Educators at Acero had hopes of pushing the network to limit class sizes to 24-28 students, depending on the grade. However, as Acero teachers capped their fourth day on the picket line, they reached an agreement with the charter operator on a cap of 30 students — down from the current cap of 32 students.

Andy Crooks, a special education apprentice, also known as a teacher’s aide, at Acero’s Sor Juana Inés de la Cruz school and a member of the teachers bargaining team, said that even having two fewer students in a classroom would make a huge difference.

“You really do get a lot more time with your students,” Crooks said. “And if you are thinking about kindergarten in particular, two less 5-year-olds really can help set the tone of the classroom.”

In district-run schools, classes are capped at 28 students in kindergarten through third grade, and at 31 students in fourth through sixth grade. But a survey by the advocacy group Parents 4 Teachers, which supports educators taking on inequality, found that during the 2017-2018 school year, 21 percent of K-8 classrooms had more students than district guidelines allowed. In 18 elementary school classrooms, there were 40 or more students.
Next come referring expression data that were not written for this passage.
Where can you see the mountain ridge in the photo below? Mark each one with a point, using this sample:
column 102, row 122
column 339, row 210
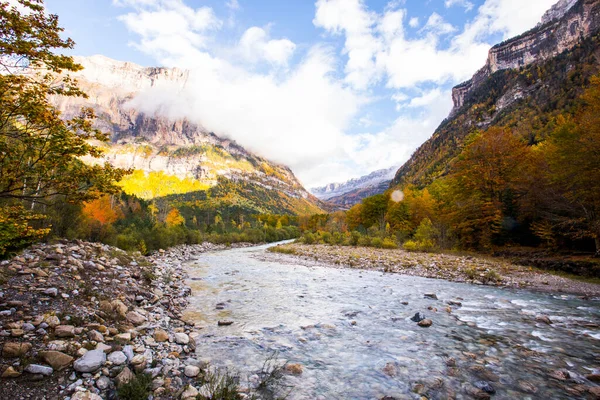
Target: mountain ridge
column 352, row 191
column 523, row 74
column 154, row 143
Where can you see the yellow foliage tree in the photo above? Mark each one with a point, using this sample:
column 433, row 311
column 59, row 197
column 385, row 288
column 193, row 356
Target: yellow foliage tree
column 174, row 218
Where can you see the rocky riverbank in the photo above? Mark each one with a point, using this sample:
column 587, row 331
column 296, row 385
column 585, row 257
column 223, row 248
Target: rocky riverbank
column 85, row 321
column 456, row 268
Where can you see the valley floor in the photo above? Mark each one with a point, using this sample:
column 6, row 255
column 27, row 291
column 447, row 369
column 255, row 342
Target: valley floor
column 456, row 268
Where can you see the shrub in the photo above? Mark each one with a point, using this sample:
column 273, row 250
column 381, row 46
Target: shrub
column 377, row 242
column 364, row 241
column 221, row 385
column 389, row 243
column 309, row 238
column 137, row 389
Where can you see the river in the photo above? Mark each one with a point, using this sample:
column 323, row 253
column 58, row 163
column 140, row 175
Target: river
column 351, row 330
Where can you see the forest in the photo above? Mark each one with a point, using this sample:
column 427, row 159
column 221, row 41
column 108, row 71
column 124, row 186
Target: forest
column 502, row 190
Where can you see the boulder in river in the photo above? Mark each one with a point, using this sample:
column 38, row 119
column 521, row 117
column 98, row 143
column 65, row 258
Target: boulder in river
column 418, row 317
column 426, row 323
column 91, row 361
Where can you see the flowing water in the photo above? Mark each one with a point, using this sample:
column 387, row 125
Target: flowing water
column 351, row 330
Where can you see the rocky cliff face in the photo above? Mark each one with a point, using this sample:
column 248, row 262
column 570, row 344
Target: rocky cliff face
column 561, row 29
column 157, row 143
column 351, row 192
column 526, row 82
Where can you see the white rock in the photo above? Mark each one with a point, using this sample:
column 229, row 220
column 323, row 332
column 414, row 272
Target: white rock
column 39, row 369
column 181, row 338
column 103, row 383
column 190, row 393
column 92, row 361
column 191, row 371
column 85, row 396
column 117, row 358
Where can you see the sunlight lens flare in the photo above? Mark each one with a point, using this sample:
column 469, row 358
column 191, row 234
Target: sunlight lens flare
column 397, row 196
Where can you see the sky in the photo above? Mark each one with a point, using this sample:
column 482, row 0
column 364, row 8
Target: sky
column 334, row 89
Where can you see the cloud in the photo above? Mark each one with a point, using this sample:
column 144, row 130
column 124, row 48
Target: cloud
column 467, row 5
column 438, row 26
column 293, row 105
column 351, row 18
column 255, row 46
column 233, row 5
column 169, row 29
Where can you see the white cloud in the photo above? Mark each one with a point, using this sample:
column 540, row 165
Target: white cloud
column 233, row 5
column 467, row 5
column 437, row 25
column 352, row 18
column 255, row 46
column 299, row 114
column 394, row 145
column 170, row 29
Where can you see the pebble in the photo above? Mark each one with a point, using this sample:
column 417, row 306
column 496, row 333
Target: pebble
column 117, row 358
column 181, row 338
column 92, row 361
column 39, row 369
column 191, row 371
column 426, row 323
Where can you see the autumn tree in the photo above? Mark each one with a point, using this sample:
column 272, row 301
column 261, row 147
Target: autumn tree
column 573, row 156
column 39, row 151
column 484, row 180
column 373, row 211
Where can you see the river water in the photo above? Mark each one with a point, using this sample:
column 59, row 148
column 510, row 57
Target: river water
column 351, row 330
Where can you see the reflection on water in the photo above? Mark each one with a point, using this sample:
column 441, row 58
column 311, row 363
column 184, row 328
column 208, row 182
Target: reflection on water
column 352, row 332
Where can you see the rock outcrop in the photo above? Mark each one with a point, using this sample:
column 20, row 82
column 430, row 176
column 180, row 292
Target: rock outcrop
column 119, row 93
column 562, row 28
column 353, row 191
column 539, row 73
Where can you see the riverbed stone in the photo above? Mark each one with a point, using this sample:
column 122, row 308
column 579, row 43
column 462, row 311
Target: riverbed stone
column 64, row 331
column 91, row 361
column 189, row 393
column 120, row 308
column 10, row 372
column 56, row 359
column 39, row 369
column 124, row 377
column 294, row 369
column 117, row 358
column 135, row 318
column 191, row 371
column 95, row 336
column 426, row 323
column 160, row 336
column 181, row 338
column 103, row 383
column 485, row 386
column 85, row 396
column 15, row 349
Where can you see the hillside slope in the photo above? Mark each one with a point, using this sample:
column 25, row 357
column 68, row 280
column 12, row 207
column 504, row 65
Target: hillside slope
column 354, row 190
column 172, row 156
column 539, row 73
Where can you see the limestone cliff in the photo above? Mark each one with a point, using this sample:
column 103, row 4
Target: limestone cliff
column 157, row 143
column 561, row 29
column 526, row 82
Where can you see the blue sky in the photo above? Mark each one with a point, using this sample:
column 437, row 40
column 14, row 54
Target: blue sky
column 333, row 88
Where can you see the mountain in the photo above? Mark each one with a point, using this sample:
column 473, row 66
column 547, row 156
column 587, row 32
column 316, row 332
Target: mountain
column 539, row 73
column 353, row 191
column 173, row 156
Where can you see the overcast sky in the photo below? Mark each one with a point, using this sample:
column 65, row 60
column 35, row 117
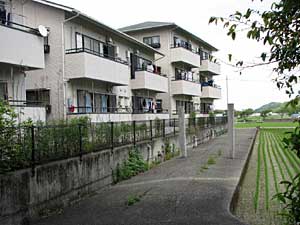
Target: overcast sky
column 250, row 90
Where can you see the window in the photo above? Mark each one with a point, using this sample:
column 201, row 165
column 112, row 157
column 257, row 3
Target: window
column 3, row 91
column 188, row 106
column 42, row 96
column 78, row 41
column 153, row 41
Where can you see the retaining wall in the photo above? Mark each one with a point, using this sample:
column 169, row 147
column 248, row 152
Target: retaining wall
column 25, row 195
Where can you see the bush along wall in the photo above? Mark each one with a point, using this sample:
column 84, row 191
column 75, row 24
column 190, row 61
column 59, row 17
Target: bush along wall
column 130, row 167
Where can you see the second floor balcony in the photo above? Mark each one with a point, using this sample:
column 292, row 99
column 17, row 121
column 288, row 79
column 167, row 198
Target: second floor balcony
column 210, row 67
column 21, row 46
column 211, row 91
column 97, row 64
column 184, row 55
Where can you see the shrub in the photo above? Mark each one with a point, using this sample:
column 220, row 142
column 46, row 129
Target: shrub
column 131, row 167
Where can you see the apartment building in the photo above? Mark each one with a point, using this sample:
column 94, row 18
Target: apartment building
column 187, row 63
column 21, row 51
column 89, row 68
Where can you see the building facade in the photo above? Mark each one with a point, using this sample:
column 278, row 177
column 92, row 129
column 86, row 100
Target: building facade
column 82, row 67
column 89, row 68
column 187, row 62
column 21, row 51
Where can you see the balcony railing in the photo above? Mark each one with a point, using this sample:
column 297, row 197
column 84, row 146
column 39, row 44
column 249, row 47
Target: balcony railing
column 24, row 103
column 210, row 84
column 98, row 110
column 179, row 45
column 96, row 53
column 145, row 110
column 185, row 75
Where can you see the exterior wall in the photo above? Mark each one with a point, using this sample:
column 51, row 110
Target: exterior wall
column 15, row 80
column 24, row 197
column 166, row 41
column 14, row 41
column 35, row 14
column 211, row 92
column 51, row 78
column 33, row 113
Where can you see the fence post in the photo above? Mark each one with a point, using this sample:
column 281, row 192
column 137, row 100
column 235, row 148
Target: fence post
column 174, row 126
column 80, row 141
column 182, row 133
column 134, row 137
column 164, row 127
column 151, row 134
column 231, row 131
column 32, row 152
column 112, row 134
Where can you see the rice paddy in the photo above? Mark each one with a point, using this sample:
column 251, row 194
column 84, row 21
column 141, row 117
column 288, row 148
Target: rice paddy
column 270, row 163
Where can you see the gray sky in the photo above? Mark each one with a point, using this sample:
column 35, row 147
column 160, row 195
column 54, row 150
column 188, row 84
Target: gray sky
column 251, row 89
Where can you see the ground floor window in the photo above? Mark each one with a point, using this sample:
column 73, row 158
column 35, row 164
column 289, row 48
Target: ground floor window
column 3, row 91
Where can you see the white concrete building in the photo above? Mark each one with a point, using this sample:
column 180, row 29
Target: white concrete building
column 21, row 51
column 187, row 64
column 91, row 69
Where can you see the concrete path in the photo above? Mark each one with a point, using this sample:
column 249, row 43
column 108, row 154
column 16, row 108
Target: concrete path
column 179, row 191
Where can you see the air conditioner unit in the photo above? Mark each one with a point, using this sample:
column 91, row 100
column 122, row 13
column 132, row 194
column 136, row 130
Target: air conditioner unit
column 128, row 54
column 109, row 39
column 47, row 49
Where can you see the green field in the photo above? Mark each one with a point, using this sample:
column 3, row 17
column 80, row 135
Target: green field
column 270, row 163
column 265, row 124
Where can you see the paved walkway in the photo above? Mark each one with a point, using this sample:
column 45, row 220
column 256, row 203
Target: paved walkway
column 175, row 192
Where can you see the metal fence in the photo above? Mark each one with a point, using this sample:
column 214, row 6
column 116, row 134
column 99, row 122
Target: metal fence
column 27, row 146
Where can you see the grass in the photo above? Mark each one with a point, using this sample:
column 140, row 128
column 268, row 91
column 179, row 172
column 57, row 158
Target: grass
column 273, row 164
column 265, row 124
column 256, row 195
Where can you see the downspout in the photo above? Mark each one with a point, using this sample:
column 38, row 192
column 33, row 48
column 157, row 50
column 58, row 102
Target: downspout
column 63, row 61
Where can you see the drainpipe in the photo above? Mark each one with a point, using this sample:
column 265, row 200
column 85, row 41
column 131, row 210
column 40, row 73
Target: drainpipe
column 63, row 61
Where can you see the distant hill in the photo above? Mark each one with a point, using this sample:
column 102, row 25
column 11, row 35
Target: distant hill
column 270, row 106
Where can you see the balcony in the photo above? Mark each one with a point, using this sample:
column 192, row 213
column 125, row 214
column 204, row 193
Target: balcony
column 185, row 87
column 181, row 54
column 210, row 67
column 35, row 111
column 211, row 92
column 96, row 115
column 21, row 46
column 83, row 63
column 148, row 80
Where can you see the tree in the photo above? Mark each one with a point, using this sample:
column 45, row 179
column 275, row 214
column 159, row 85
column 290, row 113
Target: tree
column 278, row 27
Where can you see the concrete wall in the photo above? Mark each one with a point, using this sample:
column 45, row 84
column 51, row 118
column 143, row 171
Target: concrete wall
column 15, row 80
column 29, row 48
column 58, row 184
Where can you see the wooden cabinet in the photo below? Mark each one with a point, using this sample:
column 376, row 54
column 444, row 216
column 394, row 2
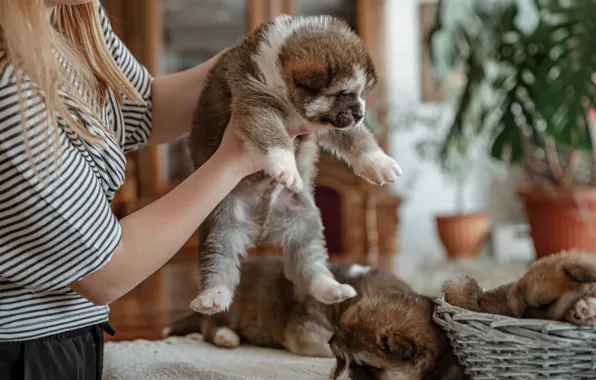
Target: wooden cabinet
column 172, row 35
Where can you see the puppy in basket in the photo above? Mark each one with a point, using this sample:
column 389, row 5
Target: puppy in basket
column 386, row 332
column 559, row 287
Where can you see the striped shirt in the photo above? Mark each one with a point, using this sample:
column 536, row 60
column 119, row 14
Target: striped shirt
column 57, row 230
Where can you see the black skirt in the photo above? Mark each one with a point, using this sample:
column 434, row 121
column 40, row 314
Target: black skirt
column 72, row 355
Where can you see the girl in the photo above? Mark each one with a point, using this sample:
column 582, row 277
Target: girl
column 73, row 100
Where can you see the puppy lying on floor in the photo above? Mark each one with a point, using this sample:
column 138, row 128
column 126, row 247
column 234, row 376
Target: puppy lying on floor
column 386, row 332
column 560, row 287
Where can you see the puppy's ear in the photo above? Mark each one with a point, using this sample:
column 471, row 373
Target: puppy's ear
column 516, row 302
column 579, row 272
column 313, row 80
column 398, row 348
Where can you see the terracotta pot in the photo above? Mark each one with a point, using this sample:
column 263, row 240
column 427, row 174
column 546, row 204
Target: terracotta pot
column 463, row 235
column 556, row 219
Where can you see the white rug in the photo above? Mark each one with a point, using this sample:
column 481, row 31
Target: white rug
column 189, row 358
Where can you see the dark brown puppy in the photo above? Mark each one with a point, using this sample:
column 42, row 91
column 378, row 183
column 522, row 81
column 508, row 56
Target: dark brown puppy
column 560, row 287
column 392, row 337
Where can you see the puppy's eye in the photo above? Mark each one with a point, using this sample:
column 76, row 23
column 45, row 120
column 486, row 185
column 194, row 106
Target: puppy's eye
column 340, row 93
column 546, row 305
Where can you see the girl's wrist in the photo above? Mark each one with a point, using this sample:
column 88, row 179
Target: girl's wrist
column 234, row 165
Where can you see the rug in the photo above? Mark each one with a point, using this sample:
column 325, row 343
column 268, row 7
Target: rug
column 190, row 358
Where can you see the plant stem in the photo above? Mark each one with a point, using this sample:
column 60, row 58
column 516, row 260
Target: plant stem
column 459, row 195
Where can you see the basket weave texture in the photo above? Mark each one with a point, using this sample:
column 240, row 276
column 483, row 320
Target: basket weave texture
column 494, row 347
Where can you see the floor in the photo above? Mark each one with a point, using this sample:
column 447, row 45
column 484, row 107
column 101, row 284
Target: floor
column 155, row 303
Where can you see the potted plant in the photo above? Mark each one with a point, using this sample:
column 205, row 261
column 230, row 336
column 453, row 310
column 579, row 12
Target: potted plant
column 529, row 70
column 463, row 232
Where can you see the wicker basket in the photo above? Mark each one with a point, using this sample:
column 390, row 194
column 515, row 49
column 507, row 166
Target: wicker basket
column 494, row 347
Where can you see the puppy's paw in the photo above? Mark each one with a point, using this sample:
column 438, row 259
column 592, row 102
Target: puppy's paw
column 328, row 291
column 583, row 313
column 212, row 300
column 376, row 167
column 226, row 338
column 281, row 165
column 464, row 293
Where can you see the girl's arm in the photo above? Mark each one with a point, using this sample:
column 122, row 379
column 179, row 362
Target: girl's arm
column 174, row 99
column 152, row 235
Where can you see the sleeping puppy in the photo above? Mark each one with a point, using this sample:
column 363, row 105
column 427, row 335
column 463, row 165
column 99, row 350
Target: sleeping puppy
column 392, row 337
column 269, row 311
column 559, row 287
column 291, row 75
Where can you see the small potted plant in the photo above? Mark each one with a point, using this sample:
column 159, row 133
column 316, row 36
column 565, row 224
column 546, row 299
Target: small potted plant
column 462, row 232
column 529, row 70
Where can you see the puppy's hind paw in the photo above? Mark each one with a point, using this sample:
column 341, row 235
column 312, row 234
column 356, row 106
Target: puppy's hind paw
column 213, row 300
column 281, row 165
column 226, row 338
column 583, row 313
column 377, row 167
column 328, row 291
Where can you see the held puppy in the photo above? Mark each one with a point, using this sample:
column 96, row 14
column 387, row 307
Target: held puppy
column 292, row 74
column 560, row 287
column 267, row 311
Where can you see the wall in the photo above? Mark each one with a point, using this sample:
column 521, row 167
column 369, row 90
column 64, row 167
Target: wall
column 430, row 194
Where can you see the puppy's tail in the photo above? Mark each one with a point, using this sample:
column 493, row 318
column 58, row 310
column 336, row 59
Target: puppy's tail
column 465, row 293
column 184, row 326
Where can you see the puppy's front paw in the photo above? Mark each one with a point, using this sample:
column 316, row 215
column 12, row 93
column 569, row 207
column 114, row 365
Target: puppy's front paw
column 376, row 167
column 583, row 313
column 281, row 165
column 328, row 291
column 212, row 300
column 226, row 338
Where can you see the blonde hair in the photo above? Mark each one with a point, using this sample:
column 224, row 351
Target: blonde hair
column 53, row 54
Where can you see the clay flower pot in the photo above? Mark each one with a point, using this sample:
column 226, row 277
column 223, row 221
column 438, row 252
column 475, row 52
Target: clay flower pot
column 463, row 235
column 561, row 220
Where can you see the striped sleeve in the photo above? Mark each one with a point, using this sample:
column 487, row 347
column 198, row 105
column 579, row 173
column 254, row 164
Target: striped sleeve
column 53, row 230
column 137, row 118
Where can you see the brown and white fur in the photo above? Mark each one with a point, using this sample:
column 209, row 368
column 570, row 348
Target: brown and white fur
column 392, row 337
column 293, row 73
column 268, row 311
column 559, row 287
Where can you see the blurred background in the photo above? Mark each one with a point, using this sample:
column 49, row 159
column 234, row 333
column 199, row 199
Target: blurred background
column 485, row 104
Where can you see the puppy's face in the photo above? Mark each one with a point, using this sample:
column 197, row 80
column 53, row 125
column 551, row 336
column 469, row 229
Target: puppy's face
column 392, row 337
column 553, row 285
column 328, row 73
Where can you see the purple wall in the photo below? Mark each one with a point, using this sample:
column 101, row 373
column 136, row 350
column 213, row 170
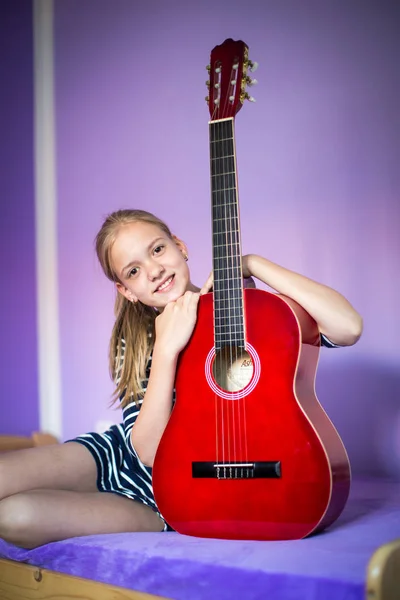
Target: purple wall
column 319, row 180
column 18, row 373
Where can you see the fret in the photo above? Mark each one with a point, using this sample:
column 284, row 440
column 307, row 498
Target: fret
column 224, row 199
column 224, row 173
column 224, row 246
column 222, row 303
column 222, row 149
column 221, row 342
column 219, row 166
column 225, row 269
column 231, row 289
column 223, row 317
column 223, row 157
column 230, row 138
column 223, row 182
column 228, row 328
column 236, row 326
column 226, row 220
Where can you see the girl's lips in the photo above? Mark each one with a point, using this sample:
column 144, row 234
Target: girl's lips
column 168, row 287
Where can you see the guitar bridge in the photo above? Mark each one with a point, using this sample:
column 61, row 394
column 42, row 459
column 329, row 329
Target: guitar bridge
column 237, row 470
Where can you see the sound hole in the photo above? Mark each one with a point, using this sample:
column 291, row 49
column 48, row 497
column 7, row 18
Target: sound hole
column 232, row 368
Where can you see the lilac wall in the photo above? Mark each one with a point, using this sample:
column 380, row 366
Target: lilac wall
column 18, row 373
column 318, row 164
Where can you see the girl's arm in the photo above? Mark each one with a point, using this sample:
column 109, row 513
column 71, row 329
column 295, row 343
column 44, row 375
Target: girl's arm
column 174, row 326
column 335, row 316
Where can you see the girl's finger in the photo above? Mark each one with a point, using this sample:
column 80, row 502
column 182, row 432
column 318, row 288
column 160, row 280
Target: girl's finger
column 208, row 284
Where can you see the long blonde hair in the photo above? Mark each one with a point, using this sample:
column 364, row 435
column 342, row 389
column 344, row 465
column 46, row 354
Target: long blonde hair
column 132, row 337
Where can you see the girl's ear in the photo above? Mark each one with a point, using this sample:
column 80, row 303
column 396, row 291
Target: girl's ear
column 125, row 292
column 181, row 245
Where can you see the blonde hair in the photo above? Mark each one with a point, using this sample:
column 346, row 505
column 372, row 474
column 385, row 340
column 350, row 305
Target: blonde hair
column 132, row 337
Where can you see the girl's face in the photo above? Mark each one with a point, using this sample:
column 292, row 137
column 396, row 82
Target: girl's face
column 150, row 265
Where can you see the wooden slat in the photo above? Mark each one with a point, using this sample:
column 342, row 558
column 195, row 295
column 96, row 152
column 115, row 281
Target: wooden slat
column 383, row 573
column 25, row 582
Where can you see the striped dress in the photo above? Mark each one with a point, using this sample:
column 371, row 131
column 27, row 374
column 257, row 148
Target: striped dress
column 119, row 468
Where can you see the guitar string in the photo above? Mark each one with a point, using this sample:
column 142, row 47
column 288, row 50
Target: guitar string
column 236, row 277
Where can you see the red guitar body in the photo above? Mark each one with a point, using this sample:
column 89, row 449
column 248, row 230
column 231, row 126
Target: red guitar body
column 284, row 423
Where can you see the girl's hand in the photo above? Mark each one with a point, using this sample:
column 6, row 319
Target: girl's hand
column 247, row 274
column 174, row 326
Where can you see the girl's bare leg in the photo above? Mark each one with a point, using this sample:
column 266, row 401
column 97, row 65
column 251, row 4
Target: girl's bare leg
column 59, row 466
column 30, row 519
column 50, row 493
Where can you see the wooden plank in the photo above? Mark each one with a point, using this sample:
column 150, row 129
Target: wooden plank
column 383, row 573
column 19, row 581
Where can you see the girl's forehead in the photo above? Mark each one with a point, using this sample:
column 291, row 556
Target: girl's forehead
column 134, row 239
The issue came up at last week’s Board of Education meeting, at which Ivette Hernandez, a parent of a first-grader at Virgil Grissom Elementary School in the city’s Hegewisch neighborhood, said her son’s classes have had more than 30 students in them. When the children are so young and active — and when they come into classrooms at so many different skill levels — “the teachers can’t handle 30 kids in one class,” she told the board.

Alderman Sue Garza, a former counselor, accompanied Hernandez. She also spoke before the board about classroom overcrowding — worrying aloud that, in some grades at one school in particular, the number of students exceeded the building’s fire codes. (Board chair Frank Clark said a district team would visit the school to ensure compliance fire safety policies.)

While the Chicago Teachers Union aren’t technically allowed to strike over class sizes, the union does have a history of pushing the envelope when it comes to bargaining.

Back in 2012, when the Chicago Teachers Union last went on strike, they ended up being able to secure the first limit on class sizes in 20 years because the district permitted the union to bargain over class size.

They also led a bargaining campaign that included discussion over racial disparities in Chicago education and school closures, arguing that these trends impacted the working conditions of teachers.

“Even if you can’t force an employer to bargain over an issue, you can push them to bargain over the impact of an issue,” Bob Bruno, a labor professor at the University of Illinois at Champaign-Urbana, explained.

The Chicago Teachers Union also emerged from its 2012 negotiations with guarantees of additional “wraparound services,” such as access to onsite social workers and school counselors.